Diane Litterer, CEO of the New Jersey Prevention Network, added, “We’re finding that there are much more higher level density of stores in lower-income communities. This industry targets minority and low-income communities like the alcohol and tobacco industry does, and it affects the likelihood of kids to smoke.”
Another possible consequence of marijuana legalization is its effect on road safety, said former Lawrence Township Mayor Cathleen Lewis.
Citing a study from the National Highway Traffic Safety Administration, Lewis said that from 2007 to 2014, the number of nighttime, weekend drivers with marijuana in their system increased.

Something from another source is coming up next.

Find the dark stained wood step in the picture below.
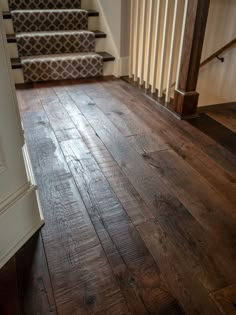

“There have been a lot of folks on the fence, but at some point, we have to talk about what happens if we legalize,” Lewis said. “If we get that revenue, we have to dedicate it to awareness and education campaigns.”
Robert Czepiel, ’92, a prosecutor who works for the state’s division of criminal justice, had a similar fear, and suggested that New Jersey uses Washington and Colorado as guidelines to evaluate the effects of legalizing recreational marijuana.
“My biggest concern is DWI cases,” Czepiel said. “If we look at what happened in other states, we can use that as guides.”
Czepiel said that in the state of Washington, there was an increase from 5,000 to 9,500 DWIs involving THC, the key ingredient of pot, from 2007 to 2017.
Hanlon said she fears the marijuana industry will start “normalizing it, commercializing it and putting it in our faces,” similar to tobacco and alcohol.
“My mom smoked [cigarettes] her whole life,” Hanlon said. “I remember asking her why. She told me, ‘I can’t quit and we didn’t know it was bad back when I started.’”
Student Government Association President John Modica, who moderated the panel, said it is valuable to have a conversation about addressing issues that could rise from marijuana legalization.
“I appreciated that the focus was on commercialization and industry,” he said. “All things aside, whatever your opinions are, whenever you can make a market out of a stimulant, there’s always an opportunity for people to be exploited.”